Sloweniens Tourismus im Melania-Rausch
9. Januar 2017Einen prominenten Platz in allen Reisebroschüren nimmt seit einiger Zeit Sevnica ein: In dem bislang weitgehend unbekannten Ort östlich von der Hauptstadt Ljubljana wuchs Melanija Knavs auf, bevor sie Model wurde und 2005 den Immobilienmilliardär Trump heiratete.
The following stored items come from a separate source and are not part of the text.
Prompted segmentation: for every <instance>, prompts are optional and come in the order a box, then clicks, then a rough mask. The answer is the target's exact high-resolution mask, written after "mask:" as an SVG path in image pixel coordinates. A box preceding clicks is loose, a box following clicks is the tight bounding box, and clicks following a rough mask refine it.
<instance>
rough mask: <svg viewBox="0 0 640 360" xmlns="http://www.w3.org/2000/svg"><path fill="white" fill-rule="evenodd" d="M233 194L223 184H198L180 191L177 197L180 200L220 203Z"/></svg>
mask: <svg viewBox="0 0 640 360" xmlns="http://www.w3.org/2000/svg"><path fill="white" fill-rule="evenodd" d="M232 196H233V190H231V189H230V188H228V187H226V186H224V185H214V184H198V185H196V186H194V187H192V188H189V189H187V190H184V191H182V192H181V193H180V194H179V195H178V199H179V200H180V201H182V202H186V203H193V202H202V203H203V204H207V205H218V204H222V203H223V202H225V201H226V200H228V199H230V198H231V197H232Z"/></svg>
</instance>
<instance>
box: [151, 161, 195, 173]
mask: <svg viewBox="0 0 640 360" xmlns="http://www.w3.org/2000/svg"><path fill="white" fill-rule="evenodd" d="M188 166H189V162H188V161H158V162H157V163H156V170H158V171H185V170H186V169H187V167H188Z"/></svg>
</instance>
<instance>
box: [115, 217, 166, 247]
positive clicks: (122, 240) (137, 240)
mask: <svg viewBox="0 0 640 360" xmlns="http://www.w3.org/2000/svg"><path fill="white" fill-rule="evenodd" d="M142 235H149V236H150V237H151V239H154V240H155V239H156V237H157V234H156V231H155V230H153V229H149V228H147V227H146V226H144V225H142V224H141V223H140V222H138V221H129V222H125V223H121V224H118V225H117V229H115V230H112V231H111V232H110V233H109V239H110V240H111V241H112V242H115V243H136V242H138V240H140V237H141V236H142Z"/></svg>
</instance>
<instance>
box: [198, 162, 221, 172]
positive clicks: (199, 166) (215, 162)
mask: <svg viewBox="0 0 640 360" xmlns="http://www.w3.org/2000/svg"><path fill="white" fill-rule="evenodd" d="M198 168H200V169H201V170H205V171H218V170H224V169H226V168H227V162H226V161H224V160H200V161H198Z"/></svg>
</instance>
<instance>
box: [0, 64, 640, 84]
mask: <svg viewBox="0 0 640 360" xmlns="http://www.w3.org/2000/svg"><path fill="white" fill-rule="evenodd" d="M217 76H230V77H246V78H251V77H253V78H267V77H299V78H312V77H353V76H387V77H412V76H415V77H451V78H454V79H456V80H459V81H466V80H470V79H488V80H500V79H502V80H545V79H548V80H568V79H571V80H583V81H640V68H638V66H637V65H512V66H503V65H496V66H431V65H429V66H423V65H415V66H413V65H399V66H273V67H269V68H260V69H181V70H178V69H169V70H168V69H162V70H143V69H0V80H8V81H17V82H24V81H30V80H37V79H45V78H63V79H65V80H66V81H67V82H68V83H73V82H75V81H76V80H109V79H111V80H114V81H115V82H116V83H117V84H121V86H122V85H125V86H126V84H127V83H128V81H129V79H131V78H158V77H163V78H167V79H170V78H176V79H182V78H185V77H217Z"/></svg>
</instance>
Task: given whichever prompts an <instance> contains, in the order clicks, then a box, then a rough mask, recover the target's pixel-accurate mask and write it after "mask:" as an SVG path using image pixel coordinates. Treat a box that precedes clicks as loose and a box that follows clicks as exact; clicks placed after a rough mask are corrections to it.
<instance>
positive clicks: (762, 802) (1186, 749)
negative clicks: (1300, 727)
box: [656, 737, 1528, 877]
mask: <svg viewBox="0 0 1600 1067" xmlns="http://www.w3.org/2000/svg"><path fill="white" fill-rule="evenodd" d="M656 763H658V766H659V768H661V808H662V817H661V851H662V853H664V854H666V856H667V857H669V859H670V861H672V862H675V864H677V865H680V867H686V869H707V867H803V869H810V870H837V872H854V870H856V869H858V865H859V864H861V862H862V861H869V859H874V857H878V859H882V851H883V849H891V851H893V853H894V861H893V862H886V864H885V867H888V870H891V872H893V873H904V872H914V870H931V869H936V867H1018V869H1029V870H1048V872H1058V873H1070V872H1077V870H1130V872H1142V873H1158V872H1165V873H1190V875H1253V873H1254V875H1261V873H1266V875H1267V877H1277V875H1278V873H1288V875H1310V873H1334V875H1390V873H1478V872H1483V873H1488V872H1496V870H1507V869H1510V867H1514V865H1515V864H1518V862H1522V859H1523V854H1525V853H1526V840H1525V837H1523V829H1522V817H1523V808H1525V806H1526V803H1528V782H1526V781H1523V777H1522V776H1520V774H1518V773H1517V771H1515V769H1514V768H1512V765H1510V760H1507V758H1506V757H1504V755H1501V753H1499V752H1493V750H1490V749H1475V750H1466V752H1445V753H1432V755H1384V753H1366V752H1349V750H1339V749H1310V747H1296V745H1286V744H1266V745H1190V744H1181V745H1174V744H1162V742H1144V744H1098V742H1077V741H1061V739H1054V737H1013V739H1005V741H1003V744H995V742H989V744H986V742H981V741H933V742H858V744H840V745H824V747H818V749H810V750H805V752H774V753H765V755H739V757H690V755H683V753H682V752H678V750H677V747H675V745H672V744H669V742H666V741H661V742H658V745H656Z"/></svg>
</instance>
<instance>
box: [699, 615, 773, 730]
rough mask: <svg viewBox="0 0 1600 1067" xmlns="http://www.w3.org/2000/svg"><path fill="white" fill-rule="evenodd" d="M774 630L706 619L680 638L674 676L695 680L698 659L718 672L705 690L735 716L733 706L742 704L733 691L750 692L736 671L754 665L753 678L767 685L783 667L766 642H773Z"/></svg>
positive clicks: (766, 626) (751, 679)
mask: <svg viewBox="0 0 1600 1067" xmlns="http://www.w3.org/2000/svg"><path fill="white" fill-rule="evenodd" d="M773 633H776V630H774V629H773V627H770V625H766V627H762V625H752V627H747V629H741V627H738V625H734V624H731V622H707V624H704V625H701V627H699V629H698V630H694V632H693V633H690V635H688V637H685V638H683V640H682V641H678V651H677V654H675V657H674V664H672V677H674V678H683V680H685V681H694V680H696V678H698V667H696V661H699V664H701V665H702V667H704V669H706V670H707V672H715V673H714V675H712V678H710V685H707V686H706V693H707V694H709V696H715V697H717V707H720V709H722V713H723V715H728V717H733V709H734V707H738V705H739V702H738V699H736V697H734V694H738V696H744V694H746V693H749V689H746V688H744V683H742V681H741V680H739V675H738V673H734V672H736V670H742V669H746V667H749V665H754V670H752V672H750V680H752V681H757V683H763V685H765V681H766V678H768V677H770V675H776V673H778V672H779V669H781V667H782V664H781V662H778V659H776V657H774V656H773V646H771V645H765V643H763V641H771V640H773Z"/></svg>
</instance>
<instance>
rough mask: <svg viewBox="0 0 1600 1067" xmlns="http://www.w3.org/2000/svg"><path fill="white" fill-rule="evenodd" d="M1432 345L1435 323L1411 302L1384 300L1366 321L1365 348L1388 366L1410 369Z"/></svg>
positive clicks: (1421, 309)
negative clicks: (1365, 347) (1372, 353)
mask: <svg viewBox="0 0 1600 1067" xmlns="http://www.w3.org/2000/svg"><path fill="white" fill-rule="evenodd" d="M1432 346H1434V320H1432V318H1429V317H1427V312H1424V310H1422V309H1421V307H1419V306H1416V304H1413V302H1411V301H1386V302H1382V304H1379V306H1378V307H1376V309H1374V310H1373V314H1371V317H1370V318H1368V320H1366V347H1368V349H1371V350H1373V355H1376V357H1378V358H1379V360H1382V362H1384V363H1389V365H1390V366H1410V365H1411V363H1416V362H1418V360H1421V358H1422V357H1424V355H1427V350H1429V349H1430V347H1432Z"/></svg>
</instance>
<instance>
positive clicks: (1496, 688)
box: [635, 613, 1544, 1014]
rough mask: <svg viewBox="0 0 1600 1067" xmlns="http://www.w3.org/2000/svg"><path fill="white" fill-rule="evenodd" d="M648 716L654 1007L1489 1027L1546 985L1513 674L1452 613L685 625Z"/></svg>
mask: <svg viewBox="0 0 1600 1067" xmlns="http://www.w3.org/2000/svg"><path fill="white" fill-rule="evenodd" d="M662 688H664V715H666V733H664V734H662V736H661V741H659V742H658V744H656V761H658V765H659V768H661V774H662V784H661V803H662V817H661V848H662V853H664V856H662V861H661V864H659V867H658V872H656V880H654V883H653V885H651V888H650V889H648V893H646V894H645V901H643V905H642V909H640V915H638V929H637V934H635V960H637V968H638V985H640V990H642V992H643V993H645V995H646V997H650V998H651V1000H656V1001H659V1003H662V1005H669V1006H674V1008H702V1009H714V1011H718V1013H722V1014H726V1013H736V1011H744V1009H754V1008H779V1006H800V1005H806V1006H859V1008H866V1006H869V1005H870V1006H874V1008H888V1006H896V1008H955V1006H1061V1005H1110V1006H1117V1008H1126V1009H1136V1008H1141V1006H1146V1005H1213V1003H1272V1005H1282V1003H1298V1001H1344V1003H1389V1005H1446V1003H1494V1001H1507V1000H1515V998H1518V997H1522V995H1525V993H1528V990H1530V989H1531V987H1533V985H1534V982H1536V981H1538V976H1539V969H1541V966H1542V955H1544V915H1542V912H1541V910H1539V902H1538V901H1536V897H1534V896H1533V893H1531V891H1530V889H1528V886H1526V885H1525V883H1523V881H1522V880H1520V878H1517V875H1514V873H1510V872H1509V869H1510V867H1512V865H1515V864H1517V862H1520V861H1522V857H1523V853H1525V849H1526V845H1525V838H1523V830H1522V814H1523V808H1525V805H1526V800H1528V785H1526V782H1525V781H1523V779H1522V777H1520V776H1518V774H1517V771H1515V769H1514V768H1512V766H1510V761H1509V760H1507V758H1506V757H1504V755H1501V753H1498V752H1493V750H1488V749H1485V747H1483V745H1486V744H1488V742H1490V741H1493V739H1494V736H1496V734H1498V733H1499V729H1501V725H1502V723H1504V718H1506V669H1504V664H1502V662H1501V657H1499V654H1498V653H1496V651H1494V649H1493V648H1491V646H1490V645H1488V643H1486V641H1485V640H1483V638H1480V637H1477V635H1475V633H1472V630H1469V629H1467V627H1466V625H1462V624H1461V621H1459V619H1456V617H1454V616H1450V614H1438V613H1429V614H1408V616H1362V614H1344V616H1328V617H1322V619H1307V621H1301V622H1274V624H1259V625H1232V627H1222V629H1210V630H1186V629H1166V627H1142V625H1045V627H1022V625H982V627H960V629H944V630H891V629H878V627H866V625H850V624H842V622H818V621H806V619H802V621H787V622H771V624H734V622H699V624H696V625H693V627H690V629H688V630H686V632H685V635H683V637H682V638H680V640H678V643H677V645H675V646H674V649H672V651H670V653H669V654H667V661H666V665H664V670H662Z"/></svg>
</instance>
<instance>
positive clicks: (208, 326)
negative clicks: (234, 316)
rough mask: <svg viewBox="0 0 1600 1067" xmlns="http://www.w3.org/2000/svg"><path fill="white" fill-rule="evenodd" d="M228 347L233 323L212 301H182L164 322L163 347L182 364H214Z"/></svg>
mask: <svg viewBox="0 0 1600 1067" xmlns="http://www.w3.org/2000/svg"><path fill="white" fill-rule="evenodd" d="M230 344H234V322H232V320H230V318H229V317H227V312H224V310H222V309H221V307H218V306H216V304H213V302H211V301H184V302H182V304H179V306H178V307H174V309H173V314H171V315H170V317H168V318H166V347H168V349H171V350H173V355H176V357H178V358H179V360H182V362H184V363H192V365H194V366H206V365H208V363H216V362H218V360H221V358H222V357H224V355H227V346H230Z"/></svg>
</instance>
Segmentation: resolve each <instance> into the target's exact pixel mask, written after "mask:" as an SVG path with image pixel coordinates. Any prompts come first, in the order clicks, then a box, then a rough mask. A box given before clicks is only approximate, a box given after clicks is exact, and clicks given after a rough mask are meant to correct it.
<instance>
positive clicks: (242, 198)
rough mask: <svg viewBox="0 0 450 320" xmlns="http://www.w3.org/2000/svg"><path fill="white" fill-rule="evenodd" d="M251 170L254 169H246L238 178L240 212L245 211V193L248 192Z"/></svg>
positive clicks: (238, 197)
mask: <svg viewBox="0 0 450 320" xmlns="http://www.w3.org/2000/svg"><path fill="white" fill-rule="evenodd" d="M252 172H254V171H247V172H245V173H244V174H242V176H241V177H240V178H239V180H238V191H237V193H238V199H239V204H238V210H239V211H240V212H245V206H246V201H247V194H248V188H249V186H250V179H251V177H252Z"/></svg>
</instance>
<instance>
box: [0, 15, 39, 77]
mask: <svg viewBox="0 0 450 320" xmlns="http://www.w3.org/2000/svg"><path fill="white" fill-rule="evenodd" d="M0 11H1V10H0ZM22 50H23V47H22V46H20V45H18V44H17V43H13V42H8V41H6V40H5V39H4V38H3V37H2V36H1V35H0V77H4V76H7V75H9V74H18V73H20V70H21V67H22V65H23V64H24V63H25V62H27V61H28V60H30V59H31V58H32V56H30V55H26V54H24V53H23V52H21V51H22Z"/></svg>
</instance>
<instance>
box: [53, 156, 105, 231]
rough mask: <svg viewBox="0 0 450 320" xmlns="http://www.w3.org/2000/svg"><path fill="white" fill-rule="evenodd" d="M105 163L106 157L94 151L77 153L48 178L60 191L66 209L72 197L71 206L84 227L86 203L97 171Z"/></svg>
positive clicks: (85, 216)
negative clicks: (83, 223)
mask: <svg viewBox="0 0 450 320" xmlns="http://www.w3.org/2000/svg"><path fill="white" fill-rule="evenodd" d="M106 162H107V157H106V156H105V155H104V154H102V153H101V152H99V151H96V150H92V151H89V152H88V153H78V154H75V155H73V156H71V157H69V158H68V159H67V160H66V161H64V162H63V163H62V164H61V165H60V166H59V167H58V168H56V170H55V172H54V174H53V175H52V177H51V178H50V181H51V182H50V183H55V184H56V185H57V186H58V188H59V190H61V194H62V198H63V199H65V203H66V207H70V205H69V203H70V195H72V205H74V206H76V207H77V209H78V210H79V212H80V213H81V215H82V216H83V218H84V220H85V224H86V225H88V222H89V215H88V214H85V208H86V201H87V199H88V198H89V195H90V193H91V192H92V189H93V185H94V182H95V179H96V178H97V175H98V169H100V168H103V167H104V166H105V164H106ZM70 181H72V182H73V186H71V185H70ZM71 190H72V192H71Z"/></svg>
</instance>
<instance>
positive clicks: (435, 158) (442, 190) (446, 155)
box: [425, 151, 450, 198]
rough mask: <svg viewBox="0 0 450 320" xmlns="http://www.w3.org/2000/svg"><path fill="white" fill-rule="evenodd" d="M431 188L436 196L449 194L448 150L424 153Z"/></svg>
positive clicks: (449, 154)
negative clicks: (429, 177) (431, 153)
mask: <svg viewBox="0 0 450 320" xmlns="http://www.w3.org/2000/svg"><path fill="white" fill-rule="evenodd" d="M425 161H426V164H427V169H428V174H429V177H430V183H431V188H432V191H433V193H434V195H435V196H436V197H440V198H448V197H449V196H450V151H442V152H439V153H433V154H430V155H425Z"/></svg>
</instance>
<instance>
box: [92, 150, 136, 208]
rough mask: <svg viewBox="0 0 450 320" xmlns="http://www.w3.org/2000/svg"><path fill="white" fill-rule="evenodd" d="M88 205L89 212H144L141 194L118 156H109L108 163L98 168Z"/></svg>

Zwar gibt es nur wenige Erinnerungsorte - ihre Schule und das Gebäude, in dem sie als Kind wohnte - doch findige Geschäftsleute machen durch Fantasie den Mangel wett. Die Bäckerei "Julija" etwa bietet eine luxuriöse Torte aus weißer Schokolade mit Goldverzierung namens "Melania" an, Restaurants haben auf ihrer Karte ein "Melania"-Menü mit frischer Forelle als Hauptgang, ein Pfannkuchenhaus nennt seine goldgesprenkelte Spezialität "Crêpe Melania". Das örtliche Reisebüro Muranica plant ab März sogar eine "Melania-Tour" mit Führungen in Sevnica, in Ljubljana und sogar in der italienischen Metropole Mailand, wo die inzwischen 46-Jährige vor Jahrzehnten ihren Durchbruch als Model feierte.Auf gute Geschäfte hofft auch der örtliche Schuhfabrikant Kopitarna Sevnica mit pelzverbrämten Filzpantoffeln namens "Weißes Haus". Er verlangt 50 Euro für ein Paar der in limitierter Auflage hergestellten Puschen. "Wir haben der künftigen First Lady welche geschickt und hoffen, sie werden ihre Füße im Winter wärmen", sagt Fabrik-Sprecherin Mateja Reseta. Von dem Geschenk waren Trump und seine Frau offenbar nur eingeschränkt begeistert. Angesichts der Gefahr, dass der Markt bald mit Tellern, Tassen, T-Shirts und anderen seltsamen Souvenirs mit ihren Konterfeis überschwemmt wird, beauftragten sie eine slowenische Rechtsanwaltskanzlei, jede ungenehmigte Vermarktung zu stoppen.Allein die Drohung genügte: In vorauseilendem Gehorsam entfernte der Gemeinderat von Sevnica ein riesiges Werbeplakat mit Melanias Bild, und ein Honigproduzent nahm seine Gläser mit Honig aus "Melanias heimischem Garten" aus den Regalen. Die Pizzeria Rondo ersetzte ihren "Trump"-Burger durch einen "Präsidenten"-Burger mit US-Flagge als Spießchen. Das "Melania"-Dessert, eine Mascarpone-Erdbeercreme im Glas mit weißer Papierspitze als Deckel, bleibt aber unverändert auf der Menükarte. "Bisher mussten wir noch nicht einschreiten", freut sich Natasa Pirc Musar von der slowenischen Anwaltskanzlei. "Ich vertraue auf den gesunden Menschenverstand meiner Landsleute".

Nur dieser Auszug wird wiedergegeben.